Reporter Tribunnews.com Yanuar Riezqi Yovanda melaporkan-Jakarta, TRIBUNNEWS.COM-Bank Indonesia (BI) menyatakan bahwa sistem wakaf yang tertib dan didukung oleh teknologi harus mendorong penggalangan dana lintas batas. Deputi Gubernur BI Doni P Joewono pada Simposium Internasional “Cross-border Waqf on the New Normal: Potential, Benefits and Challenges”, Jumat (30 Oktober 2020).

Baca juga: Pembiayaan dana produksi wakaf membuka jalan bagi solusi ketahanan pangan

Lebih lanjut Doni mengatakan pengelolaan wakaf ini berkembang antar negara dari waktu ke waktu.

Untuk memastikan bahwa pengelolaan wakaf transnasional sesuai dengan prinsip-prinsip pengelolaan Wakaf / WCP, maka Pokja WCP internasional akan memimpin standar minimal pendidikan dan sosialisasi.
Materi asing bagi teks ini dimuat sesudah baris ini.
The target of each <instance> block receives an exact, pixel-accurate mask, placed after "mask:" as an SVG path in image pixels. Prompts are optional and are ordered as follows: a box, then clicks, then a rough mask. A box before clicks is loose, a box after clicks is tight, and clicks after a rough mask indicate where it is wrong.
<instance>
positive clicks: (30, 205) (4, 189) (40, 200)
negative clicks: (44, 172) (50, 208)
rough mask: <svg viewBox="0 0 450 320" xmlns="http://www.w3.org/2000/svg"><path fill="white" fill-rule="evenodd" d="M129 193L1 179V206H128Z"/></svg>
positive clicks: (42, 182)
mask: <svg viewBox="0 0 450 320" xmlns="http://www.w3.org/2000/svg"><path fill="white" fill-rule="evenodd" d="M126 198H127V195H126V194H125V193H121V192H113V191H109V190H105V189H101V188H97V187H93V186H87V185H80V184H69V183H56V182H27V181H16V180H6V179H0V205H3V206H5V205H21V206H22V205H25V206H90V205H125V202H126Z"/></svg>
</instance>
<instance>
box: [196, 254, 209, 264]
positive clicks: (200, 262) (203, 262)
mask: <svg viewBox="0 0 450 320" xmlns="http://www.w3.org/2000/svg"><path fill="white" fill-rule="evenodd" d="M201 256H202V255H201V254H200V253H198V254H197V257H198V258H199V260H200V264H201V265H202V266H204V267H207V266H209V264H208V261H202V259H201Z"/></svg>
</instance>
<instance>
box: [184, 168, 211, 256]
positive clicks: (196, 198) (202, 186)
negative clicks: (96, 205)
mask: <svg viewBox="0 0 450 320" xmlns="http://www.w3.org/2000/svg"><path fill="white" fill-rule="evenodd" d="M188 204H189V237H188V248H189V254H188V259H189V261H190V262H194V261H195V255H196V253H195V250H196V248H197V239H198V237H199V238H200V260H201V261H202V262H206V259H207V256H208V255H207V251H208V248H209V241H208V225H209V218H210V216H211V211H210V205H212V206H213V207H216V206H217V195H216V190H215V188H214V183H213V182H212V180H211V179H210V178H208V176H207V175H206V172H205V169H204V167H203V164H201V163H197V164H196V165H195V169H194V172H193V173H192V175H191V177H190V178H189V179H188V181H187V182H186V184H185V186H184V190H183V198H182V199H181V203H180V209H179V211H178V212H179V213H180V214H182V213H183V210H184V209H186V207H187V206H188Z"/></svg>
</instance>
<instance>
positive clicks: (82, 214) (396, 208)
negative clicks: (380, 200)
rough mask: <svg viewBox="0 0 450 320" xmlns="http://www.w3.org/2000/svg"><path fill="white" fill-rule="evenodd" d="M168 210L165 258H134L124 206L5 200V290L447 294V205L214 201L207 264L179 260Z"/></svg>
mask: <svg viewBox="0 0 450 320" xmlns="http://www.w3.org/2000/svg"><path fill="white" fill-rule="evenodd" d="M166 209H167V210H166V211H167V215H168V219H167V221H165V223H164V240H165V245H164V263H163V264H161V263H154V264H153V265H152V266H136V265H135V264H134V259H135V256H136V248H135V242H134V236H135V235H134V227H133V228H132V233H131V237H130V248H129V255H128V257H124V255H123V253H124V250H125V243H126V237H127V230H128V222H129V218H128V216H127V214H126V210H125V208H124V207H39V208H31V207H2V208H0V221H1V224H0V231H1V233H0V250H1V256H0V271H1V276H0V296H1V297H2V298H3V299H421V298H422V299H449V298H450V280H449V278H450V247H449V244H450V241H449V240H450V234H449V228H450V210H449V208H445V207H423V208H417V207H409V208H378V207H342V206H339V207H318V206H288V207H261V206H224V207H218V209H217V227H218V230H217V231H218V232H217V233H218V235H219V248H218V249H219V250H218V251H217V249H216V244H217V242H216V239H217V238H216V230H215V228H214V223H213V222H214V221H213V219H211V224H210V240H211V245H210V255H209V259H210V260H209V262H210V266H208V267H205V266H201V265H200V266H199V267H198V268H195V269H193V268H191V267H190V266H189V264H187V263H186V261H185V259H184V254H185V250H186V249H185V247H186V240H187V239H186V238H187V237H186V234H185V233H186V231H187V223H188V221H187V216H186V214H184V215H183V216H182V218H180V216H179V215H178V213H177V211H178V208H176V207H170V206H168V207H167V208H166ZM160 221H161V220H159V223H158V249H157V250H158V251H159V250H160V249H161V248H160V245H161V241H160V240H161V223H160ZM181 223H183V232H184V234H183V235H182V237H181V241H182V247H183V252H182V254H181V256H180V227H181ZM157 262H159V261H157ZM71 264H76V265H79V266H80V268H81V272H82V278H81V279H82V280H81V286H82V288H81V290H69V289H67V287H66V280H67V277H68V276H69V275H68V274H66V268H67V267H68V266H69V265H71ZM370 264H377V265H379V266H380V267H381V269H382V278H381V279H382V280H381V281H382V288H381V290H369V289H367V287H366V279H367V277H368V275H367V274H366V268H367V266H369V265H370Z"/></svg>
Ia menjelaskan hal itu dilakukan untuk mengawasi sistem manajemen dengan baik dan mengawasi aset operasi transnasional. Menurut peraturan WCP, wakaf lintas batas melibatkan lima prinsip utama.
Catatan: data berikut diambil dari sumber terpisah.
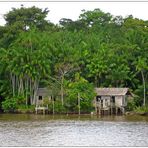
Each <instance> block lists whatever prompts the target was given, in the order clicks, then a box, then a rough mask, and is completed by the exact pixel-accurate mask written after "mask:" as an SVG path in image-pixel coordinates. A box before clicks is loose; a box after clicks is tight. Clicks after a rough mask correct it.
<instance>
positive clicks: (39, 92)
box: [35, 88, 52, 114]
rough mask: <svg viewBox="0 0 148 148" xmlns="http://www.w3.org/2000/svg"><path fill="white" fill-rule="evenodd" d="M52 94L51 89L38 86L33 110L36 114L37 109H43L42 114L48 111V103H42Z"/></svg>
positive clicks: (47, 99)
mask: <svg viewBox="0 0 148 148" xmlns="http://www.w3.org/2000/svg"><path fill="white" fill-rule="evenodd" d="M51 96H52V91H51V90H49V89H48V88H38V90H37V94H36V107H35V111H36V114H37V112H38V111H39V110H42V111H43V114H45V112H46V111H48V105H44V102H45V99H46V101H50V100H51Z"/></svg>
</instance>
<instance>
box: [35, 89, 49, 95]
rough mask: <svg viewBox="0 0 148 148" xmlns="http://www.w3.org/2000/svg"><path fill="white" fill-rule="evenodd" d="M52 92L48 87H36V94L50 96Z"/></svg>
mask: <svg viewBox="0 0 148 148" xmlns="http://www.w3.org/2000/svg"><path fill="white" fill-rule="evenodd" d="M51 94H52V91H51V90H49V89H48V88H38V90H37V96H50V95H51Z"/></svg>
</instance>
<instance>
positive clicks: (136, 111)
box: [134, 106, 148, 113]
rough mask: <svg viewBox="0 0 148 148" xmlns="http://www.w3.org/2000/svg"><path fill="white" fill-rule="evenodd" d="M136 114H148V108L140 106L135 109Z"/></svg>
mask: <svg viewBox="0 0 148 148" xmlns="http://www.w3.org/2000/svg"><path fill="white" fill-rule="evenodd" d="M134 111H135V112H136V113H148V106H140V107H136V108H135V109H134Z"/></svg>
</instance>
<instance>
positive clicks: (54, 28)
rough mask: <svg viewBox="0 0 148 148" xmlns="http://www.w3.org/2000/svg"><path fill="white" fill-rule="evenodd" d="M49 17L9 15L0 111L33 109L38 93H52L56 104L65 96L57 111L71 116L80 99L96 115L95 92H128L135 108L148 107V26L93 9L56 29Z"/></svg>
mask: <svg viewBox="0 0 148 148" xmlns="http://www.w3.org/2000/svg"><path fill="white" fill-rule="evenodd" d="M48 12H49V10H48V9H47V8H45V9H44V10H42V9H40V8H37V7H35V6H33V7H30V8H25V7H21V8H18V9H16V8H13V9H12V10H11V11H9V12H8V13H7V14H5V15H4V18H5V21H6V24H5V26H0V102H1V108H3V109H4V110H7V109H8V110H9V109H15V108H18V106H19V105H20V106H21V105H26V106H28V105H34V104H35V103H36V100H35V95H36V93H37V89H38V88H39V87H47V88H49V89H51V90H52V94H53V98H54V97H56V96H57V94H59V92H60V97H59V99H57V106H59V105H60V106H61V107H62V109H63V108H64V107H65V109H69V110H72V111H74V110H75V109H76V108H77V100H76V98H77V94H79V95H81V97H82V98H83V101H82V106H83V107H82V109H83V110H84V111H86V112H87V111H89V110H91V108H92V107H91V101H92V99H93V97H94V95H95V94H94V92H93V90H94V88H95V87H128V88H129V89H130V90H131V91H132V92H133V94H134V101H133V104H132V105H133V106H142V105H146V104H147V103H148V20H147V21H145V20H142V19H138V18H134V17H133V16H132V15H129V16H127V17H125V18H123V17H122V16H113V15H112V14H110V13H106V12H103V11H102V10H100V9H94V10H92V11H90V10H89V11H86V10H83V11H82V13H81V14H80V16H79V18H78V19H77V20H76V21H73V20H71V19H70V18H61V20H59V25H57V24H54V23H52V22H50V21H47V20H46V17H47V15H48ZM49 15H50V14H49ZM86 90H87V91H86ZM28 96H29V97H28ZM55 105H56V104H55ZM58 109H59V108H58ZM59 110H60V109H59ZM57 112H58V111H57Z"/></svg>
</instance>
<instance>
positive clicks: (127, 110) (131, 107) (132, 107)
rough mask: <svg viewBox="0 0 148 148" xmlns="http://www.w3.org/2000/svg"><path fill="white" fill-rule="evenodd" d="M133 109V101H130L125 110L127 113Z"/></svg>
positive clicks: (127, 102)
mask: <svg viewBox="0 0 148 148" xmlns="http://www.w3.org/2000/svg"><path fill="white" fill-rule="evenodd" d="M135 107H136V104H135V101H134V100H131V101H128V102H127V107H126V110H127V111H133V110H134V109H135Z"/></svg>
Pertama, lembaga wakaf harus memiliki kebijakan dan prosedur yang tepat untuk memitigasi risiko pengelolaan wakaf lintas batas. Baca juga: Kementerian Agama dan Kementerian Koperasi ATR / BPN Percepat Proses Sertifikasi Tanah Wakaf Kedua, Kerja Sama dan Pertukaran Informasi Antar Lembaga Wakaf untuk Pengawasan yang Efektif.
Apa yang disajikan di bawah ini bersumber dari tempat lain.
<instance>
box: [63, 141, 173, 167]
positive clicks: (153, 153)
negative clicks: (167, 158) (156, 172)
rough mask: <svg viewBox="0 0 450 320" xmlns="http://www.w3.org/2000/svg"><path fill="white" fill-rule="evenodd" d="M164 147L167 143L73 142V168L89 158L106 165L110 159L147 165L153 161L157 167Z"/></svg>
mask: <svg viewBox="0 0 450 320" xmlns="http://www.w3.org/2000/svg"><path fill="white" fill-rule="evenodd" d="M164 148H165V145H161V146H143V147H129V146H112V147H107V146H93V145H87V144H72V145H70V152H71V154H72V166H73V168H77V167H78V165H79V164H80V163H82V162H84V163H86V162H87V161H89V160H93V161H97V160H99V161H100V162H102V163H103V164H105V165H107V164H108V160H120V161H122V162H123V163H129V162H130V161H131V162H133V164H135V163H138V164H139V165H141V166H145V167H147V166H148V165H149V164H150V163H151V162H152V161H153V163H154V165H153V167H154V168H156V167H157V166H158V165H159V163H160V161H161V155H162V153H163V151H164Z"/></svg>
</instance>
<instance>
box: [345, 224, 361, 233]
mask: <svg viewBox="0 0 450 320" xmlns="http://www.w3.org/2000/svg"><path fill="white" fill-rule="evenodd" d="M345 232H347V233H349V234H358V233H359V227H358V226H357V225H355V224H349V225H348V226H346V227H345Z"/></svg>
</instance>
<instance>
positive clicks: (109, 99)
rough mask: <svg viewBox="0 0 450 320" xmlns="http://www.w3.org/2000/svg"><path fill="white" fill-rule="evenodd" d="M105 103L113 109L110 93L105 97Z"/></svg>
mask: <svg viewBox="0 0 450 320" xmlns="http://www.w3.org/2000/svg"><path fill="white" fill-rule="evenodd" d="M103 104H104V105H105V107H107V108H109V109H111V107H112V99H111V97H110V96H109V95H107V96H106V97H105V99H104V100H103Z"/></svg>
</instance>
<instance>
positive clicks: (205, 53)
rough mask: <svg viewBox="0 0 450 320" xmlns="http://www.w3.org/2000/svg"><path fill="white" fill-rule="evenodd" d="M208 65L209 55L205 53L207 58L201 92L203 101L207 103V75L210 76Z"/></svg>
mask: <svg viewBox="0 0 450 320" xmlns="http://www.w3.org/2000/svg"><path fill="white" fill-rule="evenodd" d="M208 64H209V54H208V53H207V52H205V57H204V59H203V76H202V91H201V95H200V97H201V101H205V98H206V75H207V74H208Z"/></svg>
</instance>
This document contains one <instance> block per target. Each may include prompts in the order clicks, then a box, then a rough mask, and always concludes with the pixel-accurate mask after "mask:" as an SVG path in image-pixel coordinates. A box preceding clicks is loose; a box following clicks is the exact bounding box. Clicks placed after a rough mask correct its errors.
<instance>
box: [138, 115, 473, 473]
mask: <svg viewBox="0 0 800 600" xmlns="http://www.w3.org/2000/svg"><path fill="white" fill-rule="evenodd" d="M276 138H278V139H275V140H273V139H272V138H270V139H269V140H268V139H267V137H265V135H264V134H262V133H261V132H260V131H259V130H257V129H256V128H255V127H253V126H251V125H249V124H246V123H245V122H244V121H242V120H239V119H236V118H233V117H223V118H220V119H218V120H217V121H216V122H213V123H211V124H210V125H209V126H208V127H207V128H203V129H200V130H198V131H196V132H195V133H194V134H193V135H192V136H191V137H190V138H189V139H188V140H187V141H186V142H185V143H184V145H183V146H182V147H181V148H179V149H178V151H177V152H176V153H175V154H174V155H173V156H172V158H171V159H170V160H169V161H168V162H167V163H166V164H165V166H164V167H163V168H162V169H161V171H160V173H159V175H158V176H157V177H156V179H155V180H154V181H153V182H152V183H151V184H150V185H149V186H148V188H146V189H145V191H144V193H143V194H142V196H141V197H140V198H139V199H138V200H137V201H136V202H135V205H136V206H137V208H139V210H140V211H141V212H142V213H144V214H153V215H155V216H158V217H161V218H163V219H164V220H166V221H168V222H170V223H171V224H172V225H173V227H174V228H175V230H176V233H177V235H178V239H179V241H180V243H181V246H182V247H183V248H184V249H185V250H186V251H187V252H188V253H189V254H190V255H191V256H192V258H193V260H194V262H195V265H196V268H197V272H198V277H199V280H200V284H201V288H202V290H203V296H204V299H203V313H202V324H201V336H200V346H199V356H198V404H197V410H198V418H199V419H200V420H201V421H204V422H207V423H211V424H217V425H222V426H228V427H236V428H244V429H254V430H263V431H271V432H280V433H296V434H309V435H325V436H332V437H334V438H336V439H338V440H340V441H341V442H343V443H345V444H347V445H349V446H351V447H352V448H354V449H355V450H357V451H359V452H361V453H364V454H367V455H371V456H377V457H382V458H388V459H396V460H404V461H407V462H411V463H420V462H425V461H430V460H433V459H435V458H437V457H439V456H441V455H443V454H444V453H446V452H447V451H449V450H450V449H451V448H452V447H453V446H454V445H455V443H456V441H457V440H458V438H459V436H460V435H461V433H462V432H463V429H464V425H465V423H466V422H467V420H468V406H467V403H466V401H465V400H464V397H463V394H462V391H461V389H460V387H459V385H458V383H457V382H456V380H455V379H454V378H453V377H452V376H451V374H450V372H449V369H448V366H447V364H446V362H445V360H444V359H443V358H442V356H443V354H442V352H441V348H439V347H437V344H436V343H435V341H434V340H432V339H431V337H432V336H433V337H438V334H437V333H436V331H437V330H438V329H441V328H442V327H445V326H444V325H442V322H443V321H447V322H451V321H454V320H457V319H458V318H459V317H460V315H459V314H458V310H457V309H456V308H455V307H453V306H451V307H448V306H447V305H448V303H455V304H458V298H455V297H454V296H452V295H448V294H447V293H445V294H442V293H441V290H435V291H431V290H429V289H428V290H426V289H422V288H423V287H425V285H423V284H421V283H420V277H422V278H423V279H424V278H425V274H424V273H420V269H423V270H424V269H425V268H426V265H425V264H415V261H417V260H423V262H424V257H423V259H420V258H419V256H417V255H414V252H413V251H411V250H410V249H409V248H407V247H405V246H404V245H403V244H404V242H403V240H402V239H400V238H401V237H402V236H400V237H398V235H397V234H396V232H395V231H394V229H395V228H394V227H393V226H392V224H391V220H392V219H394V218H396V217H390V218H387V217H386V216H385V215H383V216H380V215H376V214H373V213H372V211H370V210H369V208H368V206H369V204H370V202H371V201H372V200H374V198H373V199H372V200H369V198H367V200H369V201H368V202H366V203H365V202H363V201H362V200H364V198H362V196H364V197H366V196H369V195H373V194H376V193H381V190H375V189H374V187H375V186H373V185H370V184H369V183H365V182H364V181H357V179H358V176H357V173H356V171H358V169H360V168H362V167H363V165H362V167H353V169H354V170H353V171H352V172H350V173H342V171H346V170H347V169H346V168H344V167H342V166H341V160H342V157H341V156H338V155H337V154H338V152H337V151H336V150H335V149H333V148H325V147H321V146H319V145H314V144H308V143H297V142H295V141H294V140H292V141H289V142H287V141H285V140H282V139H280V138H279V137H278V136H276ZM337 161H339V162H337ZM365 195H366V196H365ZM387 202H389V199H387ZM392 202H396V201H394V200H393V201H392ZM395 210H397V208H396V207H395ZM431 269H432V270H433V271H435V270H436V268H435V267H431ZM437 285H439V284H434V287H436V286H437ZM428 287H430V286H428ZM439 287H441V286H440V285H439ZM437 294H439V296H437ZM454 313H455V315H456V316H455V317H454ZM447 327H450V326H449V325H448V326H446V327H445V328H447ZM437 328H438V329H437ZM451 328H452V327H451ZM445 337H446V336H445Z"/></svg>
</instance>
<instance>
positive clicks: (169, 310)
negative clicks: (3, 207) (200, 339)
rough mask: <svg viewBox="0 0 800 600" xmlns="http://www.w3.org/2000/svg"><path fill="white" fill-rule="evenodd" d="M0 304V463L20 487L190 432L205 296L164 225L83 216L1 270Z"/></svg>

Ketiga, Direktur Wakaf Minta Pengurus Wakaf Konfirmasi, Kebijakan dan Prosedur Pengukuran, Penilaian Risiko Nasional, Pemantauan, Pelaporan, Pemantauan, dan Mitigasi Keempat, regulator donor menilai skala prioritas negara penerima berdasarkan tingkat kemiskinan, dampak bencana, dan jarak dari negara tersebut. Dia menyimpulkan: “Kelima, pengawas wakaf mengevaluasi dan menganalisis negara untuk mengurangi kemungkinan konflik antara negara donor dan negara penerima.”